Para melhor exemplificar, reflito sobre duas situações que presenciei essa semana, e que confesso que me deixaram bastante assustado devido às barbaridades e ao péssimo atendimento de alguns colegas médicos que sequer olham, ouvem ou examinam o paciente. Revi dois pacientes já atendidos na UPA com a queixa principal não resolvida em algumas consultas anteriores. A queixa principal do paciente era tosse purulenta e febre há um mês. Porém, quando “perdi” 10 min na minha anamnese suspeitei de AIDS e suas complicações infecciosas, e quando examinei em 5 min tive a certeza do diagnóstico apenas ao juntar dados clínicos com as úlceras orais. E sabe o que fizeram com ele? Penicilina Benzatina e Amoxicilina para tratar amigdalite bacteriana!!!!. Consegui providenciar os exames e infelizmente mais um caso de AIDS foi confirmado! Outra situação foi a revisão de uma paciente com queixa de dor devido a uma hérnia inguino-escrotal. Reabro sua ficha e me deparo com a triste anamnese: Dor nas pernas; Diagnóstico: Mialgia; Tratamento: Dipirona Intramuscular?!!!!
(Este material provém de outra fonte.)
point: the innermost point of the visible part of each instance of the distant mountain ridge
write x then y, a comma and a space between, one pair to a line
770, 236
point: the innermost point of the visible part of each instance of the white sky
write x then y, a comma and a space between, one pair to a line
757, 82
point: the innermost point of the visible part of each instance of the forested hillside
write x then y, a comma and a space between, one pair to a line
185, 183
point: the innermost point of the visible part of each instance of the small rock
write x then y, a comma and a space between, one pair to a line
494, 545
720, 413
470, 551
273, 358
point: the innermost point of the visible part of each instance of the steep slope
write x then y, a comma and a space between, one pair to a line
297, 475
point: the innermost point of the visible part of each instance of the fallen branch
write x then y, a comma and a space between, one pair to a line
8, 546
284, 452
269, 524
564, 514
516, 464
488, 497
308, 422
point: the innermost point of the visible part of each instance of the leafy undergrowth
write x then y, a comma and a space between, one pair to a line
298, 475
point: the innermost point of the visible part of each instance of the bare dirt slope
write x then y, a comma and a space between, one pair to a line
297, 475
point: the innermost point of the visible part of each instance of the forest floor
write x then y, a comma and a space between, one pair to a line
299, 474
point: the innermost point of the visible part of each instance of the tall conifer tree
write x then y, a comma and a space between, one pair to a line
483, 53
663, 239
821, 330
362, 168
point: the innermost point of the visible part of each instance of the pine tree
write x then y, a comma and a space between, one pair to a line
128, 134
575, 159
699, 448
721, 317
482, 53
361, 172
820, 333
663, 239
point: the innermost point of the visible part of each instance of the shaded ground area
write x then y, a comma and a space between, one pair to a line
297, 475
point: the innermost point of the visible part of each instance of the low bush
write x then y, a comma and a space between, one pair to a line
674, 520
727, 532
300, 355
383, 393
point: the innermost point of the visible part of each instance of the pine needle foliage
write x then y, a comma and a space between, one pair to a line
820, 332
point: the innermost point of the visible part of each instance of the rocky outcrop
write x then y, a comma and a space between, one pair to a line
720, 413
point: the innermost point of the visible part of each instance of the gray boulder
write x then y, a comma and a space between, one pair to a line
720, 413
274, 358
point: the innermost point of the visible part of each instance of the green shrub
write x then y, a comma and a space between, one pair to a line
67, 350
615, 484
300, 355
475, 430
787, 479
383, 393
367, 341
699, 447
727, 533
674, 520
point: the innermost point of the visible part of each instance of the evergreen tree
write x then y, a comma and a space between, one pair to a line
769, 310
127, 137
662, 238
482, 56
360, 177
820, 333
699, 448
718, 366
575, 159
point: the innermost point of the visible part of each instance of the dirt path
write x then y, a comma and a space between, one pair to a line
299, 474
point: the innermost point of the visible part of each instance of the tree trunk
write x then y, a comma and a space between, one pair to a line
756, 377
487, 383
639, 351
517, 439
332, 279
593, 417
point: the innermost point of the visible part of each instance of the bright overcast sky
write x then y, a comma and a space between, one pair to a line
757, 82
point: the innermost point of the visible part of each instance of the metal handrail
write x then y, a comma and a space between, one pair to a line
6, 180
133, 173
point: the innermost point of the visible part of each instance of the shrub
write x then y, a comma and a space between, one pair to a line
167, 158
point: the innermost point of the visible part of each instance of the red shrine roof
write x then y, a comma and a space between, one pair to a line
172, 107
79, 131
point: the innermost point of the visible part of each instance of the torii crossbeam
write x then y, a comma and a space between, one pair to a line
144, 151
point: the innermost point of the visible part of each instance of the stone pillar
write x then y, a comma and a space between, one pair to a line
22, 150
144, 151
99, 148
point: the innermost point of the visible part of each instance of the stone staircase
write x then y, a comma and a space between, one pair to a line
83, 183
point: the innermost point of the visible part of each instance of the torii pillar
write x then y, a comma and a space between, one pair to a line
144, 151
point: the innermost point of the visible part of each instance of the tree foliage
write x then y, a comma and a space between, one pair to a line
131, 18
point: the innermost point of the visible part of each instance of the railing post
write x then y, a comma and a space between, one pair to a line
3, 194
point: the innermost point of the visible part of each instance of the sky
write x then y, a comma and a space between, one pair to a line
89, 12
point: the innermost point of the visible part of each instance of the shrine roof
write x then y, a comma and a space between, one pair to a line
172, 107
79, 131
Fiquei me questionando o porque daquilo. Será que era para não ter que palpar a hérnia do paciente? Confesso que não sei. O fato é que apenas ouvindo o paciente e observando cheguei a conclusões e pude ajudá-lo da melhor maneira possível.
Tudo isso me levou a refletir: Como vai a Medicina? Os pacientes me acham o melhor médico do mundo porque ouço, converso, examino e explico. Não que o seja, mas a banalização da medicina se tornou tamanha que, quando retomamos a verdadeira prática médica, somos vangloriados. Será que esse não deveria ser o papel de todo médico? Muitas das queixas se resolvem em um simples esclarecimento. A medicina não é feita de remédios e exames complementares, mas é feita pelo contato, pelo olhar, pela conversa e por conhecimentos técnicos científicos, que nos conduzem a utilização de outras tecnologias para a resolução dos problemas.
A impressão que fica é de que a UFF apesar das dificuldades tem formado médicos antenados e preocupados com a saúde e qualidade de vida do paciente. Sabemos que os problemas são muitos, as soluções diversas, o movimento de mudança é lento, mas uma coisa precisamos ter em mente: A UFF está no caminho certo para a formação de médicos mais humanos e pensantes no que tange ao entendimento do paciente e ao contexto social e cultural em que esse está inserido.
Parabéns aos professores que lutam e insistem em buscar uma melhor formação e uma transformação dentro da nossa universidade”.